Search code examples
rubyruby-on-rails-4sidekiq

Finish sidekiq queues much quicker


I reached a point now, where is taking to long for a queue to finish, because new jobs are added to that queue. What are the best options to overcome this problem.

I already use 50 processors, but I noticed that if I open more, it will take longer for jobs to finish.

My setup: nginx, unicorn, ruby-on-rails 4, postgresql

Thank you


Solution

  • You need to measure where you are constrained by resources.

    If you're seeing things slow down as you add more workers you're likely blocked by your database server. Have you upgraded your Redis server to handle this amount of load? Where are you storing the scraped data to? Can that system handle the increased write load?

    If you were blocked on CPU or I/O, you should see the amount of work through the system scale linearly as you add more workers. Since you're seeing things slow down when you scale out, you should measure where your problem is. I'd recommend instrumenting NewRelic for your worker processes and measuring where the time is being spent.

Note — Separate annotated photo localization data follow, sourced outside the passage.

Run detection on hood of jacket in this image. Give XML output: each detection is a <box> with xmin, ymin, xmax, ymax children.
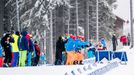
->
<box><xmin>21</xmin><ymin>31</ymin><xmax>27</xmax><ymax>36</ymax></box>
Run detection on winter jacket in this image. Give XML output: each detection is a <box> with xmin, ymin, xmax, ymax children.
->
<box><xmin>1</xmin><ymin>34</ymin><xmax>12</xmax><ymax>52</ymax></box>
<box><xmin>0</xmin><ymin>44</ymin><xmax>2</xmax><ymax>57</ymax></box>
<box><xmin>1</xmin><ymin>34</ymin><xmax>14</xmax><ymax>48</ymax></box>
<box><xmin>11</xmin><ymin>34</ymin><xmax>20</xmax><ymax>52</ymax></box>
<box><xmin>120</xmin><ymin>36</ymin><xmax>127</xmax><ymax>44</ymax></box>
<box><xmin>20</xmin><ymin>31</ymin><xmax>29</xmax><ymax>50</ymax></box>
<box><xmin>101</xmin><ymin>38</ymin><xmax>106</xmax><ymax>47</ymax></box>
<box><xmin>3</xmin><ymin>41</ymin><xmax>12</xmax><ymax>52</ymax></box>
<box><xmin>56</xmin><ymin>37</ymin><xmax>68</xmax><ymax>61</ymax></box>
<box><xmin>65</xmin><ymin>38</ymin><xmax>75</xmax><ymax>51</ymax></box>
<box><xmin>28</xmin><ymin>39</ymin><xmax>34</xmax><ymax>52</ymax></box>
<box><xmin>112</xmin><ymin>36</ymin><xmax>118</xmax><ymax>45</ymax></box>
<box><xmin>26</xmin><ymin>34</ymin><xmax>31</xmax><ymax>46</ymax></box>
<box><xmin>34</xmin><ymin>44</ymin><xmax>40</xmax><ymax>56</ymax></box>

    My guess would be that your Redis instance can't handle the load to manage the work queue with 50 worker processes.

    EDIT Based on your comment, it sounds like you're entirely I/O Bound doing web scraping. In that case, you should be increasing the concurrency option for each Sidekiq worker using the -c option to spawn more threads. Having more threads will allow you to continue processing scraping jobs even when scrapers are blocked on network I/O.